Notice that the Item and Category association properties which should be EntityRef properties are completely missing. They’re there in the model, but the generated code – not so much.

So what’s the problem here?

The problem – it appears – is that LINQ to SQL requires primary keys on all entities it tracks. In order to support tracking – even of the link table entity – the link table requires a primary key. Real obvious ain’t it, especially since the designer happily lets you import the table and even shows the relationship and implicitly the related properties.

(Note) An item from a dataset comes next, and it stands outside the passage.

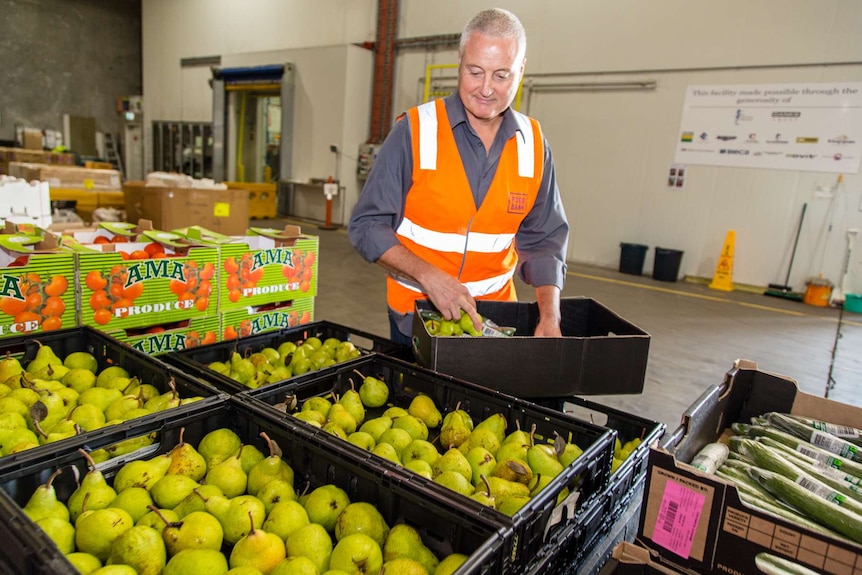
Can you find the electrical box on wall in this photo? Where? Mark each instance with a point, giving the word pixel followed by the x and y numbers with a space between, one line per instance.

Adding an Id field as a Pk to the database and then importing results in this model layout:

ModelLinkWithPk

which properly generates the Item and Category properties into the link entity.

It’s ironic that LINQ to SQL *requires* the PK in the middle – the Entity Framework requires that a link table have *only* the two foreign key fields in a table in order to recognize a many to many relation. EF actually handles the M->M relation directly without the intermediate link entity unlike LINQ to SQL.

[updated from comments – 12/24/2009]

Another approach is to set up both ItemId and CategoryId in the database which shows up in LINQ to SQL like this:

CompoundPrimary Key

This also work in creating the Category and Item fields in the ItemCategory entity. Ultimately this is probably the best approach as it also guarantees uniqueness of the keys and so helps in database integrity.

It took me a while to figure out WTF was going on here – lulled by the designer to think that the properties should be when they were not. It’s actually a well documented feature of L2S that each entity in the model requires a Pk but of course that’s easy to miss when the model viewer shows it to you and even the underlying XML model shows the Associations properly.

This is one of the issue with L2S of course – you have to play by its rules and once you hit one of those rules there’s no way around them – you’re stuck with what it requires which in this case meant changing the database.